Some things are harder to improve than others. If for example the strategic goals of both companies can’t be aligned or if there is no added value, it is wiser to stop pursuing a collaboration and to start looking for alternatives. On the other hand, if everything shows that there is a great opportunity to partner, but you haven’t identified yet the right stakeholders at the other company, well that’s something you can work on.
Collaborating with a strong partner can be a great way to bring your company to a next level. It is essential that you first define what you want to achieve and that you select very carefully the partner you want to work with. A great idea is not enough, you need to take essential steps in order to form a partnership that will not only look good on paper, but that will also bring strong results.
Take time to think about how collaborating can help you to innovate or to grow faster. Take the blinds of and look around you. Be inspired, step outside your comfort zone, see new angles and build upon great ideas. Be open minded and don’t only look for the obvious. And who knows that you will be remembered just like Laurel and Hardy.
Success Story : The Senseo Alliance
The alliance between Philips and Sara Lee is an example of a perfect match between 2 partners. In 2001 both companies joined forces with a mission to enhance the coffee drinking experience in everything from preparation to serving. Philips produced an innovative coffeemaker and Sara Lee developed coffee pads for it… Senseo was born.
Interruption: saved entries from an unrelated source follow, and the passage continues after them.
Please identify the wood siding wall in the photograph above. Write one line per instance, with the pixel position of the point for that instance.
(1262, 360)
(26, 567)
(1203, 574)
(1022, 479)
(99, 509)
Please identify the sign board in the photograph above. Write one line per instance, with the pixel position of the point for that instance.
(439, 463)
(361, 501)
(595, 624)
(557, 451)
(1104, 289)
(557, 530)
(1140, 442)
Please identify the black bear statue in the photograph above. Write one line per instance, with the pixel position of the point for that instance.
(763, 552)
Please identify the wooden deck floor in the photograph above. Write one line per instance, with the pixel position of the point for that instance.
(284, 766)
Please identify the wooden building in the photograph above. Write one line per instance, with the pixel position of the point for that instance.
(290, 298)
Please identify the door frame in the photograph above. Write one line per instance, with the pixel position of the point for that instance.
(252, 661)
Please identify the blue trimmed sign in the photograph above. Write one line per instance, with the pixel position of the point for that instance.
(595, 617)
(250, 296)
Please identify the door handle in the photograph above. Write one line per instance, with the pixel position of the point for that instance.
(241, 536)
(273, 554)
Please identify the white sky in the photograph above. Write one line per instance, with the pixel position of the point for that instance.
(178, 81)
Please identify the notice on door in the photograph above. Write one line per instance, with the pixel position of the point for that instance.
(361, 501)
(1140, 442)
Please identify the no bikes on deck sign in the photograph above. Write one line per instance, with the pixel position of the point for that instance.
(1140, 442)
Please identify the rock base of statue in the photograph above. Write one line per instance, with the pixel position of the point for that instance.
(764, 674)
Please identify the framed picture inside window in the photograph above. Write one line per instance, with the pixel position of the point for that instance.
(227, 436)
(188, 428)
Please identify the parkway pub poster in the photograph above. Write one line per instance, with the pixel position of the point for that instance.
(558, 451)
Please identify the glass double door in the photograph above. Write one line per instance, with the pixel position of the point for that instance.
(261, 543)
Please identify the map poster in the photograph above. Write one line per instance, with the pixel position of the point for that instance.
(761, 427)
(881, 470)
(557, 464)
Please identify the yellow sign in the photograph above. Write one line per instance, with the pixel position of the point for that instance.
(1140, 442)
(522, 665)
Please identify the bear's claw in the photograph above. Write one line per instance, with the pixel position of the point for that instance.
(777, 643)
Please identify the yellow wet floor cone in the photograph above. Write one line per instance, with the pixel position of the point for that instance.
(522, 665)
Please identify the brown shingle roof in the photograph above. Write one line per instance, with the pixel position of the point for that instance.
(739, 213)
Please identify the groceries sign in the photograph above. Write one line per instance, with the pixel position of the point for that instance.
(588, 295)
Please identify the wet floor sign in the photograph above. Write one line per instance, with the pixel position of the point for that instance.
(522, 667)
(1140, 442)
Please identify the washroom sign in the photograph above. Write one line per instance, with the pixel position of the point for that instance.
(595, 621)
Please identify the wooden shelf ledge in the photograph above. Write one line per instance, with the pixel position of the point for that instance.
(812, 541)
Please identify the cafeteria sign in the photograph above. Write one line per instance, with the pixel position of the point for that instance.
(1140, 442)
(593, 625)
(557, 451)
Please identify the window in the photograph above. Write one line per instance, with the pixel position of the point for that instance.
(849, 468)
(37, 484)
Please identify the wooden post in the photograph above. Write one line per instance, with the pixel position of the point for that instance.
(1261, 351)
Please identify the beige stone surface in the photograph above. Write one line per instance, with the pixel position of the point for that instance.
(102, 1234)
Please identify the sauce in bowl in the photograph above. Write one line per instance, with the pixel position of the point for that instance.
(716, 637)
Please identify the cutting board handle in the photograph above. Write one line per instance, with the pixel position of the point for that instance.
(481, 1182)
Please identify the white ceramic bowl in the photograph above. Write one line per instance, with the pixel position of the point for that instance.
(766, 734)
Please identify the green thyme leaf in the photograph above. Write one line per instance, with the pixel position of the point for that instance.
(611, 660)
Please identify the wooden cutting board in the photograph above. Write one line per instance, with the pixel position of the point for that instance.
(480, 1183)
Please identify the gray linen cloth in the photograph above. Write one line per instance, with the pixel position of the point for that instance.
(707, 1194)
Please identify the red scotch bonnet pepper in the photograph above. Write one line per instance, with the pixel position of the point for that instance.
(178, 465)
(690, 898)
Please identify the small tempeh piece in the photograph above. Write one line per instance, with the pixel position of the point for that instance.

There was clearly a strategic fit between Philips and Sara Lee. Their common goal was to reinvent the saturated coffee market. Together they introduced Senseo: the concept of making a cup of coffee instead of making a whole pot, creating more coffee moments during the day. Looking at the total picture, they understood that they needed a fast introduction in order to get a head start. By bringing the Senseo machine to market at a low price they quickly built a large installed base, before competitors could act. The big money would come from selling the coffee pads. Philips agreed to low margins on the coffee machines as they shared in the revenues from the coffee pad sales. There was also a strong relational fit from the beginning. Both companies took time to build the relationship and to exchange ideas before formally starting negotiations. It is clear that there was a strong opportunity for both partners to collaborate. They offered complementary products and needed each other’s expertise in order to launch Senseo. The enormous success of Senseo shows that there was a real market need. The concept of making a whole coffee pot was outdated as there are more and more single people. And isn’t great to make a freshly brewed cup of coffee every time you feel like? The alliance structure they developed is an example of great governance. They developed international steering committees and introduced new sales organizations and agreed on decision making and communication processes.